Evidently the closer the wholesale market moved toward May, the more pricing intensity germinating from this year’s spring market started to diminish.
This week’s Market Insights report from Black Book offered data that suggested the spring market is beginning to lose some of its steam, especially with units not immediately heading for dealer inventory.
“Spring market strength is starting to fade as positive adjustments to values slowed down last week. We are seeing more no-sales in auto auctions than in recent weeks,” Black Book executive vice president of operations Anil Goyal said in the latest report.
Based on volume-weighted data, Black Book reported that overall car segment values increased by 0.12% last week. That figure is half of the four-week average increase tabulated by editors at 0.24%.
Among cars, Black Book noticed values of luxury cars decreased the most, dropping by 0.51%.

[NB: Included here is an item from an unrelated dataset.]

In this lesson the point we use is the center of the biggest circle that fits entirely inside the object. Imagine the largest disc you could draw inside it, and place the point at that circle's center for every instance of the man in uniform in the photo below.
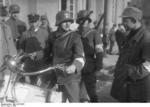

Again in connection with volume-weighted information, editors found overall truck segment values (including pickups, SUVs and vans) edged higher by just 0.06% last week. That’s on par with the four-week average uptick of 0.07%.
In the truck space, Black Book found that luxury crossover/SUVs had the highest decreases, with the full-size models sliding by 0.49% and the midsize units softening by 0.57%.
Turning next to what Black Book’s lane observers spotted at nearly 60 sales nationwide, the sentiment reinforced the assertion that the spring market already hits its peak. Here is the rundown:
— From Florida: “We had a normal number of consigned vehicles, but more no-sales than in previous weeks.”
— From Indiana: “Retail is good here, but dealers are not trading for front line merchandise, which is forcing them to pay up at the auction.”
— From North Carolina: “Sales percentages remain high as it seems the dealers are buying anything that rolls through the lanes.”
— From California: “The market remains good, but there more no-sales, especially on the higher mileage units.”
— From Pennsylvania: “The activity seems to have cooled a bit. There were plenty of good, clean cars, but the sales percentages were down.”